Page: 219If you want to go deeply into any subject you need a lot of time and in particular you need the privilege of wasting time to experiment with unproductive paths, to explore dead ends to make space for doubts and boredom, to allow little seeds of insight to slowly grow and blossom.
Page: 220Homo sapiens conquered this planet thanks to the unique human ability to create and spread fictions. We are the only mammals that can cooperate with numerous strangers because only we can invent fictional stories, spread them around, and convince millions of others to believe in them. As long as everybody believes in the same fictions, we all obey the same laws and can thereby cooperate effectively.

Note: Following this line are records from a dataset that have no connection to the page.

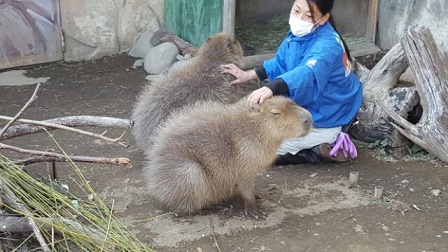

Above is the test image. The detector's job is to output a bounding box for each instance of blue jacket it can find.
[263,22,362,128]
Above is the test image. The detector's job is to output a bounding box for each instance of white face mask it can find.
[289,15,320,37]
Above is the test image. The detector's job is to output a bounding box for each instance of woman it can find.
[223,0,362,164]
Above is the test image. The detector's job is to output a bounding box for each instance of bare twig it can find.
[338,214,357,223]
[0,116,132,140]
[0,83,41,138]
[0,177,51,252]
[0,116,128,147]
[0,143,132,168]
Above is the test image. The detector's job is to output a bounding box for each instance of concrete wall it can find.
[60,0,448,61]
[376,0,448,51]
[60,0,164,61]
[235,0,294,25]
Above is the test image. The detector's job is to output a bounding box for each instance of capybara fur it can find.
[132,33,247,149]
[143,96,312,218]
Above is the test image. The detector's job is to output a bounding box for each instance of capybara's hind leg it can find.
[238,178,266,219]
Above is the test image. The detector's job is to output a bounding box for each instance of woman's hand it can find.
[221,64,258,85]
[247,87,274,107]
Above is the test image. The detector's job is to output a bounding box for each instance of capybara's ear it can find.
[250,102,261,112]
[271,108,282,116]
[226,39,232,48]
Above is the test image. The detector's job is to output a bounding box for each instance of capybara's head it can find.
[198,32,243,65]
[252,96,313,141]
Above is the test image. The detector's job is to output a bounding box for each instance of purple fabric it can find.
[330,132,358,158]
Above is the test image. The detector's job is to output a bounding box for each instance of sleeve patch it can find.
[306,59,317,68]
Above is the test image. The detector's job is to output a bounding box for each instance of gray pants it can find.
[277,127,342,155]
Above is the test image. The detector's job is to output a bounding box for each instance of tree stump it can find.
[378,26,448,162]
[350,44,419,158]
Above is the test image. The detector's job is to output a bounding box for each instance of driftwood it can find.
[150,30,198,56]
[0,84,132,168]
[0,116,128,147]
[0,83,41,139]
[379,26,448,162]
[0,116,132,140]
[351,44,419,158]
[351,27,448,162]
[0,143,132,168]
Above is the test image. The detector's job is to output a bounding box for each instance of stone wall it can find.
[60,0,448,61]
[376,0,448,51]
[60,0,164,61]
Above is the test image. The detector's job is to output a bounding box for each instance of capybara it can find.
[143,96,312,218]
[132,33,247,149]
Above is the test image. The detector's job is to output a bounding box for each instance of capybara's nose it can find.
[300,109,313,126]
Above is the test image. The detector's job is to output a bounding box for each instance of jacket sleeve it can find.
[279,43,335,106]
[263,39,287,81]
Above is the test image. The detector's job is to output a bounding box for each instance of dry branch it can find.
[0,143,132,168]
[0,83,41,139]
[0,116,132,140]
[0,116,128,147]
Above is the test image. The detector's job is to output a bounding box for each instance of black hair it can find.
[306,0,352,62]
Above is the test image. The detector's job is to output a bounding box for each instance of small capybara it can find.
[143,97,312,218]
[132,33,247,150]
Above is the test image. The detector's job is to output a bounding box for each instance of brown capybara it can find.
[132,33,246,149]
[143,97,312,218]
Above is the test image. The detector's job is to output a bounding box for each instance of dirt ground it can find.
[0,54,448,252]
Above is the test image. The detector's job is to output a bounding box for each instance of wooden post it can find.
[222,0,236,34]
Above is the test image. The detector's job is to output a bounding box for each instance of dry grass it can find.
[0,138,152,251]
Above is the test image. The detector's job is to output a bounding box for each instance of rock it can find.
[144,42,179,74]
[168,60,190,73]
[131,59,144,69]
[129,30,154,59]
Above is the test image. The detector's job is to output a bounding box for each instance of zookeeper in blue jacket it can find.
[223,0,362,164]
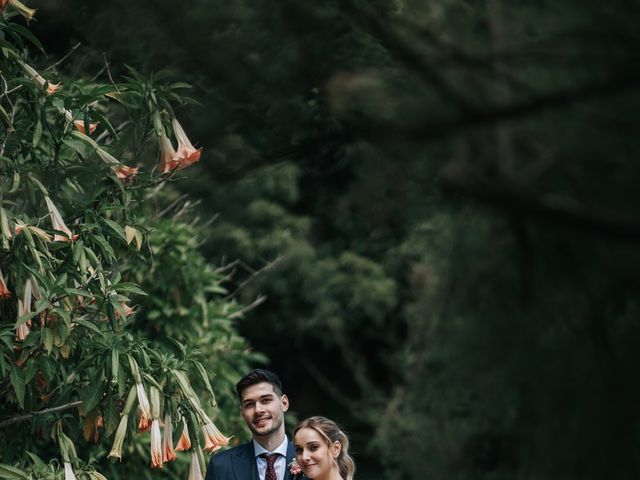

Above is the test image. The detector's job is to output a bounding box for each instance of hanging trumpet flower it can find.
[16,280,32,341]
[0,270,11,298]
[44,197,79,242]
[108,387,137,460]
[162,412,177,462]
[176,417,191,452]
[189,450,204,480]
[149,386,162,468]
[171,117,202,169]
[202,420,231,453]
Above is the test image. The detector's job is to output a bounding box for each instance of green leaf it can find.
[31,120,42,147]
[9,365,24,410]
[42,327,53,353]
[0,463,29,480]
[82,378,105,412]
[116,282,147,295]
[91,110,118,139]
[25,451,47,469]
[93,235,116,261]
[111,348,120,384]
[73,318,104,336]
[102,218,128,243]
[193,360,216,407]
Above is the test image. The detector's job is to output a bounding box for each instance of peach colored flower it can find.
[0,270,11,298]
[151,418,162,468]
[189,450,204,480]
[171,117,202,170]
[162,413,177,462]
[136,383,151,432]
[44,197,79,242]
[176,417,191,452]
[64,462,77,480]
[158,130,180,173]
[202,422,231,453]
[108,415,129,460]
[89,471,107,480]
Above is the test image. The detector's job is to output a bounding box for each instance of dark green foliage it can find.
[30,0,640,480]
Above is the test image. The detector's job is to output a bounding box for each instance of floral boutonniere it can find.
[289,458,302,479]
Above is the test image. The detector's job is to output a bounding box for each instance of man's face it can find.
[241,382,289,437]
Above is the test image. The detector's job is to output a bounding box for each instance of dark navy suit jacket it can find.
[205,441,304,480]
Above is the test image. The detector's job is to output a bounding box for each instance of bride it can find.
[292,417,356,480]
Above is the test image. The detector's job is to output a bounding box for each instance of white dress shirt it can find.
[253,435,289,480]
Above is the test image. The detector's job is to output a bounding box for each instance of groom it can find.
[206,369,302,480]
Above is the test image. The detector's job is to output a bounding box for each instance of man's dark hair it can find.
[236,368,282,401]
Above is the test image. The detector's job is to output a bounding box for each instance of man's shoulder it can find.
[211,442,253,464]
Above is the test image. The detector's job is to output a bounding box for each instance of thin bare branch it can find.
[102,52,120,93]
[229,295,267,320]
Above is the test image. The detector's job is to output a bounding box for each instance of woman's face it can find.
[294,428,341,479]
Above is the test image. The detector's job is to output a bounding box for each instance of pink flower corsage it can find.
[289,458,302,478]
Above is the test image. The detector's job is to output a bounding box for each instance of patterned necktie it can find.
[264,453,278,480]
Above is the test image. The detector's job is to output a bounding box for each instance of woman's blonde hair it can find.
[293,416,356,480]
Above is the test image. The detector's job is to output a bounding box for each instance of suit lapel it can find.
[231,442,259,480]
[284,442,296,480]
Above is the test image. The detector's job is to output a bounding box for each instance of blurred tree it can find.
[28,0,640,479]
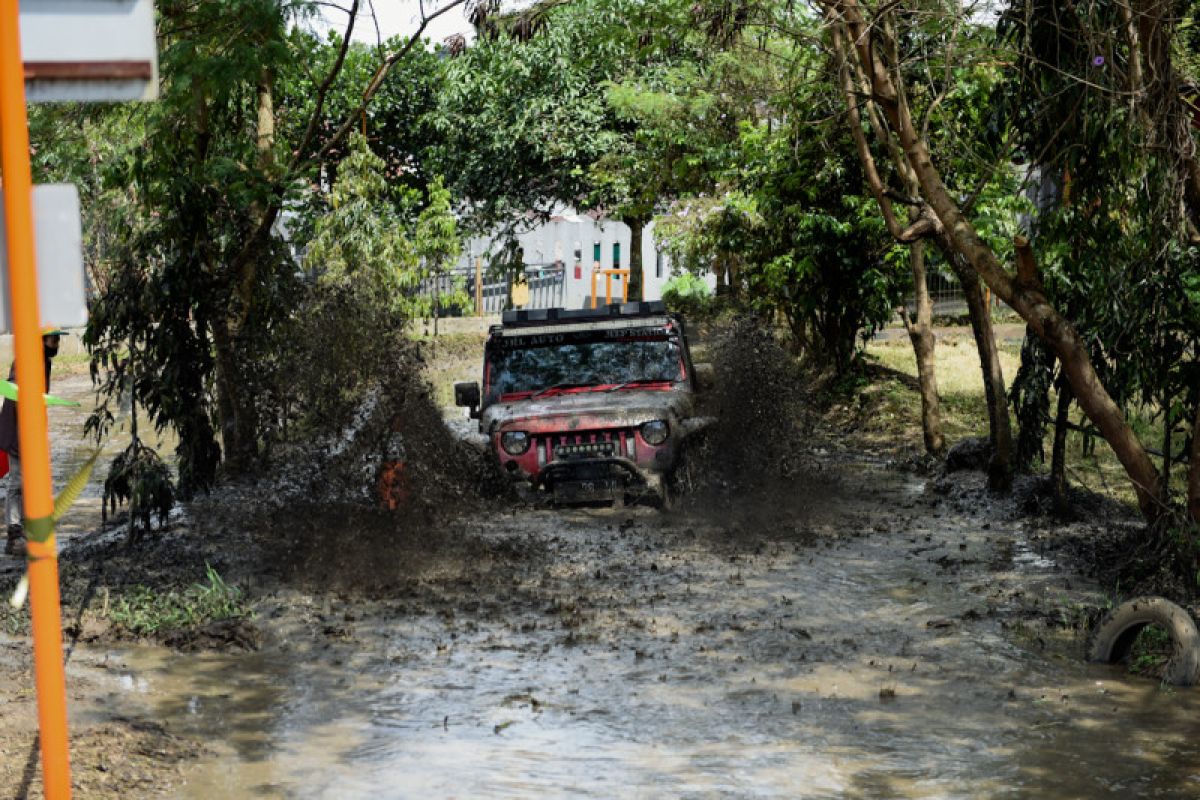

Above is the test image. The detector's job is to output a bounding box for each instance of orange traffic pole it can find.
[0,0,71,800]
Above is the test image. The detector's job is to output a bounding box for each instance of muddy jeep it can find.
[455,302,708,504]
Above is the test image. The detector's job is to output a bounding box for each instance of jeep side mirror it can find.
[454,380,479,420]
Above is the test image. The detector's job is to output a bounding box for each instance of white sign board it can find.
[0,184,88,333]
[18,0,158,103]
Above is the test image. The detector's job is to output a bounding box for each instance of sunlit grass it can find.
[865,333,1183,504]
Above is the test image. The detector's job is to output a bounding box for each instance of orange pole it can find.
[0,0,71,800]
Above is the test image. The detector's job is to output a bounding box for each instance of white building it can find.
[457,209,712,311]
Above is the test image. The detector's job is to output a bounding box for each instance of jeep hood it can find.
[479,389,692,433]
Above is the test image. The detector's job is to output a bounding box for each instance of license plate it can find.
[554,477,617,501]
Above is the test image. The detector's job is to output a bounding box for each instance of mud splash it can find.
[68,463,1200,798]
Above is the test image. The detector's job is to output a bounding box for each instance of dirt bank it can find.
[0,321,1185,798]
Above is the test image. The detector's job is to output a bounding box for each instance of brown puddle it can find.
[60,464,1200,799]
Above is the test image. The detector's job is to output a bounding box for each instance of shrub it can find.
[662,272,713,319]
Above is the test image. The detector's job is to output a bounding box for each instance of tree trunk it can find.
[1188,397,1200,525]
[623,217,649,302]
[1050,380,1073,513]
[901,240,946,456]
[212,321,258,475]
[824,0,1163,522]
[952,261,1013,492]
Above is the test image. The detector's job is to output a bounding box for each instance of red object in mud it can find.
[455,302,708,503]
[378,461,408,511]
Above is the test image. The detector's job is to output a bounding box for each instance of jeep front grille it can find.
[534,428,637,467]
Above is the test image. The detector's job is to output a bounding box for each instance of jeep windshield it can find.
[488,336,684,401]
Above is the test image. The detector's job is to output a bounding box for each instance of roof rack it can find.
[500,300,667,327]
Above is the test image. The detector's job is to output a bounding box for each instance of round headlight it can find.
[642,420,671,445]
[500,431,529,456]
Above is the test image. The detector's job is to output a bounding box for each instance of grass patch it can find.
[1129,625,1171,678]
[108,565,253,636]
[859,333,1171,506]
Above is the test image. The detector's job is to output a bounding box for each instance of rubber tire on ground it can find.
[1088,597,1200,686]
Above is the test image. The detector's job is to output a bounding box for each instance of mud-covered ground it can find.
[0,321,1200,798]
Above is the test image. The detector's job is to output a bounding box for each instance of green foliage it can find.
[662,272,713,319]
[306,133,424,317]
[997,0,1200,496]
[108,564,253,636]
[101,439,175,531]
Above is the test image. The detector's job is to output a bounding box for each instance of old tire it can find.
[1088,597,1200,686]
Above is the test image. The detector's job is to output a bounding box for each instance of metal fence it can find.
[418,264,566,317]
[908,270,967,317]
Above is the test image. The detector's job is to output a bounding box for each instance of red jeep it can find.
[455,302,707,503]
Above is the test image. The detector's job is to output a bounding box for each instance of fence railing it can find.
[418,264,566,317]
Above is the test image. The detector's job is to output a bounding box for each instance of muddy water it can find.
[70,464,1200,799]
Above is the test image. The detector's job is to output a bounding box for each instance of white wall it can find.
[460,209,716,308]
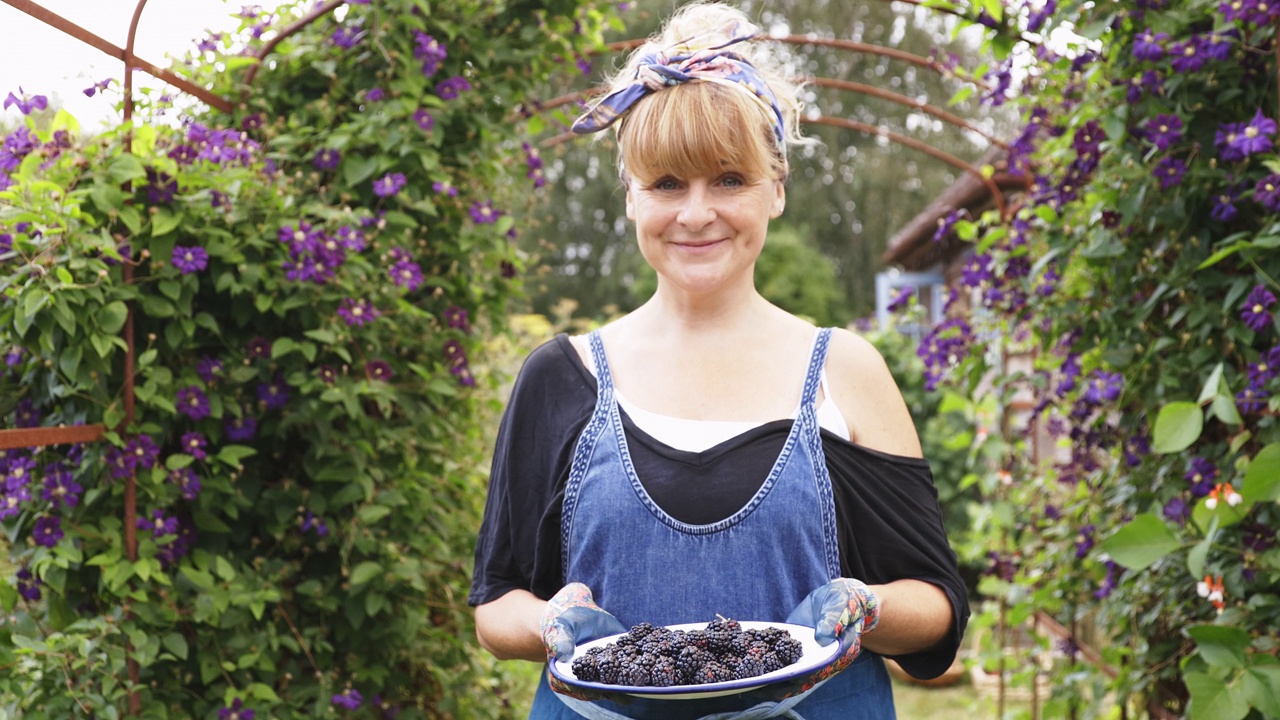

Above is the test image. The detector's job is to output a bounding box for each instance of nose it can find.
[676,181,716,231]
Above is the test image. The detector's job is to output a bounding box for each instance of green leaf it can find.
[0,573,18,612]
[106,154,147,184]
[191,510,232,532]
[151,208,182,237]
[1196,240,1251,270]
[218,445,257,468]
[1187,625,1249,667]
[1151,402,1204,454]
[214,555,236,582]
[342,155,378,184]
[351,560,383,585]
[358,505,392,525]
[365,592,387,618]
[97,300,129,334]
[160,633,188,660]
[178,565,214,591]
[1210,395,1244,425]
[271,337,298,360]
[1240,443,1280,502]
[1185,673,1249,720]
[140,295,178,318]
[1100,512,1180,570]
[58,345,84,382]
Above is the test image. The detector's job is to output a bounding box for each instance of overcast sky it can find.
[0,0,288,129]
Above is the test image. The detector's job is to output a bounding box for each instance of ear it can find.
[769,181,787,219]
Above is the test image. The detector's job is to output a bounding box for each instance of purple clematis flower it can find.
[31,515,63,547]
[374,173,408,197]
[4,87,49,115]
[1240,284,1276,332]
[173,245,209,275]
[1229,110,1276,158]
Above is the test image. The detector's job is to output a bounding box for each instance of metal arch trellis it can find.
[0,0,344,716]
[535,35,1030,219]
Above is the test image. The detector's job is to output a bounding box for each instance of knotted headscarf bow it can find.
[571,22,786,146]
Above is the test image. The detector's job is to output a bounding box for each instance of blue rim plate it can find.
[550,620,840,700]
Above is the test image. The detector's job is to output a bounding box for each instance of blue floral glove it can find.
[787,578,879,650]
[541,583,627,662]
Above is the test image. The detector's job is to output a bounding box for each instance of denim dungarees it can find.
[530,328,895,720]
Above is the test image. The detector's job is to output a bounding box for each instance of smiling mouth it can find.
[676,238,724,250]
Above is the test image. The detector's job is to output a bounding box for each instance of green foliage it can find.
[925,1,1280,719]
[0,0,608,719]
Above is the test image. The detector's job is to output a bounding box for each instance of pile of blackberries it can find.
[572,618,803,688]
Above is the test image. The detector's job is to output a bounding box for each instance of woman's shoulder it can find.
[827,328,888,372]
[827,328,920,457]
[517,333,590,384]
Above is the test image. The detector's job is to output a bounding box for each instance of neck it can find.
[635,282,777,336]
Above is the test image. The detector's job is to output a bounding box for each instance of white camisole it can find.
[586,333,849,452]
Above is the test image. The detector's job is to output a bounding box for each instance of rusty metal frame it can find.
[0,0,344,717]
[536,34,1030,218]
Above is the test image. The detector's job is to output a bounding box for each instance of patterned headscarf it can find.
[571,22,786,147]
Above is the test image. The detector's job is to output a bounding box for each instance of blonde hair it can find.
[605,1,813,182]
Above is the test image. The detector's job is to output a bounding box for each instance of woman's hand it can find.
[540,583,627,661]
[787,578,879,648]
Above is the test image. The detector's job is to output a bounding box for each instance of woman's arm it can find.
[476,591,547,662]
[863,580,952,655]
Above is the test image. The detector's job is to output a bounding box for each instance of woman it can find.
[470,4,969,720]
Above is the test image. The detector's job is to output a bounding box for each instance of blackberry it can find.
[676,646,712,685]
[696,660,733,685]
[620,623,654,643]
[571,655,600,683]
[572,618,801,687]
[707,616,742,633]
[773,637,804,665]
[596,655,622,685]
[649,657,681,688]
[733,655,764,680]
[760,652,788,673]
[616,665,650,688]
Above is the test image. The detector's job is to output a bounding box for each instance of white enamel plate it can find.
[550,620,840,700]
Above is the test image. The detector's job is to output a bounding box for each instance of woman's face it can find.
[627,166,786,292]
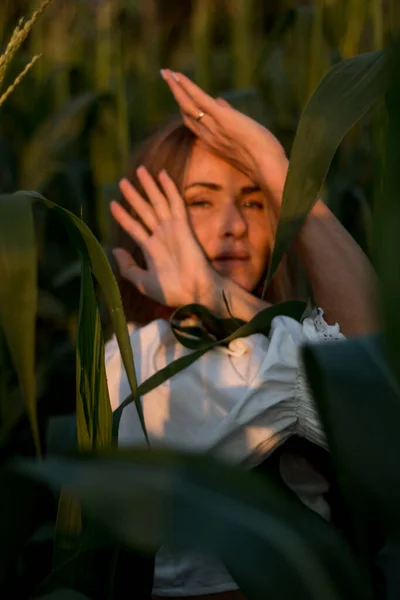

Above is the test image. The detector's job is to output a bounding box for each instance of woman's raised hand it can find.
[111,167,218,308]
[161,69,288,198]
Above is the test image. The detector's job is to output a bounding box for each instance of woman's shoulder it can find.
[270,307,345,344]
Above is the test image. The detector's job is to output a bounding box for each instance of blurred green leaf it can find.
[304,336,400,532]
[0,465,54,598]
[264,52,389,293]
[0,195,40,454]
[21,92,104,191]
[33,589,88,600]
[76,255,112,450]
[17,450,371,600]
[373,40,400,381]
[16,191,147,439]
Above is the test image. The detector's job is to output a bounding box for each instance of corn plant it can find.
[0,1,400,600]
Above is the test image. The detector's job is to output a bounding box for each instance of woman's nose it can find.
[221,206,247,237]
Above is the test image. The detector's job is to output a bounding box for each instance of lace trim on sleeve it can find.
[296,365,328,448]
[303,308,344,342]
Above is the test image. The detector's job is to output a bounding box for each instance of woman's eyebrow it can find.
[185,181,261,196]
[240,185,261,196]
[185,181,222,192]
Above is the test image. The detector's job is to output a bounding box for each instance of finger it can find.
[163,70,219,118]
[136,166,171,221]
[113,248,146,293]
[161,70,211,120]
[159,169,187,219]
[216,98,232,108]
[119,179,158,232]
[110,200,150,246]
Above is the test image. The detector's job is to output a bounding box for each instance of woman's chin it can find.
[215,268,255,292]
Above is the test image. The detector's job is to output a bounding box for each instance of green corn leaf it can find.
[304,336,400,532]
[373,41,400,381]
[15,450,371,600]
[0,195,40,454]
[36,589,89,600]
[21,92,107,191]
[16,191,147,439]
[76,257,112,449]
[263,52,389,296]
[113,301,306,436]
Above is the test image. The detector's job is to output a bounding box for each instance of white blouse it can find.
[105,309,344,596]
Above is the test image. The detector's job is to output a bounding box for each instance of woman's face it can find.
[184,142,272,291]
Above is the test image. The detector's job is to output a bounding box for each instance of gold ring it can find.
[196,110,206,121]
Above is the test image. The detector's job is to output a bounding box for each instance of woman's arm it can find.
[294,200,378,335]
[259,159,378,335]
[205,193,378,335]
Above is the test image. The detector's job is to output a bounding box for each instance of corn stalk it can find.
[229,0,257,88]
[191,0,215,90]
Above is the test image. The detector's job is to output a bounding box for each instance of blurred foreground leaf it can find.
[304,335,400,532]
[16,450,370,600]
[0,194,40,453]
[264,52,390,293]
[373,39,400,381]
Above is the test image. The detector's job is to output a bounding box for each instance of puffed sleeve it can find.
[274,308,345,446]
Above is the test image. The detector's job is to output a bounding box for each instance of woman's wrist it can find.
[202,273,270,321]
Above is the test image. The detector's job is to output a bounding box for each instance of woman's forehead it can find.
[185,142,252,186]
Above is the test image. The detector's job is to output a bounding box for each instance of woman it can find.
[106,70,374,598]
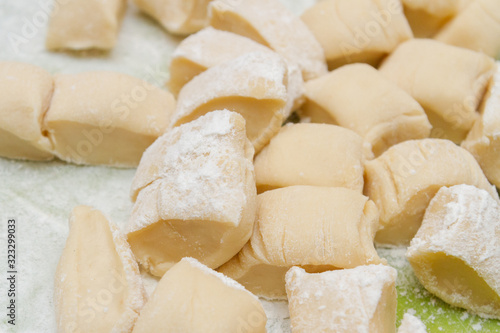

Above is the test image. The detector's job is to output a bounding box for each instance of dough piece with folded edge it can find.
[54,206,146,332]
[218,186,385,299]
[128,111,256,276]
[209,0,327,81]
[380,39,495,143]
[133,258,267,333]
[254,124,364,193]
[365,139,498,245]
[286,265,397,333]
[406,185,500,319]
[0,62,54,160]
[44,72,175,167]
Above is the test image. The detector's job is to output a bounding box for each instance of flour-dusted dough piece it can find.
[54,206,146,333]
[435,0,500,58]
[380,39,495,143]
[302,64,431,156]
[301,0,413,70]
[0,62,54,160]
[365,139,498,245]
[254,124,364,193]
[45,0,127,50]
[128,111,256,276]
[44,72,175,167]
[210,0,327,80]
[171,52,288,151]
[406,185,500,319]
[286,265,397,333]
[219,186,383,298]
[134,258,267,333]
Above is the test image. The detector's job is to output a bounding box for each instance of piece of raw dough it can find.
[286,265,397,333]
[218,186,385,299]
[0,62,54,160]
[380,39,495,143]
[435,0,500,58]
[406,185,500,319]
[44,72,175,167]
[365,139,498,245]
[45,0,127,50]
[128,111,256,276]
[54,206,146,333]
[301,0,413,70]
[134,258,267,333]
[210,0,327,81]
[254,124,364,193]
[171,52,288,152]
[134,0,212,35]
[302,64,431,156]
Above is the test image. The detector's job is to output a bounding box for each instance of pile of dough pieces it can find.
[46,0,500,333]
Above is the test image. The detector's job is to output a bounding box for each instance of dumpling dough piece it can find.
[380,39,495,143]
[301,0,413,70]
[44,72,175,167]
[254,124,364,193]
[134,0,211,35]
[171,52,288,151]
[0,62,54,160]
[286,265,397,333]
[54,206,146,332]
[45,0,127,50]
[210,0,327,81]
[462,63,500,188]
[302,64,431,156]
[435,0,500,58]
[365,139,498,245]
[218,186,383,299]
[406,185,500,319]
[134,258,267,333]
[128,111,256,276]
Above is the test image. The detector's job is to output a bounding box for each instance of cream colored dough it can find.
[365,139,498,245]
[0,62,54,160]
[286,265,398,333]
[219,186,384,299]
[134,258,267,333]
[301,0,413,70]
[44,72,175,167]
[54,206,146,333]
[302,64,431,156]
[380,39,495,143]
[406,185,500,319]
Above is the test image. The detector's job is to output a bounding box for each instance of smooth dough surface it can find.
[365,139,498,245]
[406,185,500,319]
[134,258,267,333]
[286,265,398,333]
[218,186,383,299]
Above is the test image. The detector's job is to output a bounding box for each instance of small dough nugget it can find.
[301,0,413,70]
[0,62,54,160]
[128,111,256,276]
[302,64,431,156]
[254,124,364,193]
[134,0,211,35]
[44,72,175,167]
[219,186,384,299]
[365,139,498,245]
[171,52,288,151]
[406,185,500,319]
[54,206,146,333]
[380,39,495,143]
[210,0,327,81]
[133,258,267,333]
[45,0,127,50]
[286,265,397,333]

Page: 233As a species, humans prefer power to truth. We spend far more time and effort on trying to control the world than on trying to understand it – and even when we try to understand it, we usually do so in the hope that understanding the world will make it easier to control it.
Page: 242In such a world, the last thing a teacher needs to give her pupils is more information. They already have far too much of it. Instead, people need the ability to make sense of information, to tell the difference between what is important and what is unimportant, and, above all, to combine many bits of information into a broad picture of the world.
Page: 261If you ask for the true meaning of life and get a story in reply, know that this is the wrong answer. The exact details don't really matter. Any story is wrong, simply for being a story. The universe just does not work like a story.
Page: 281Most people don't like to admit that they are fools. Consequently, the more they sacrifice for a particular belief, the stronger their faith becomes. This is the mysterious alchemy of sacrifice. In order to bring us under his power, the sacrificing priest need not to give us anything - neither rain, nor money, nor victory in war. Rather, he needs to take away something. Once he convinces us to make some painful sacrifice, we are trapped.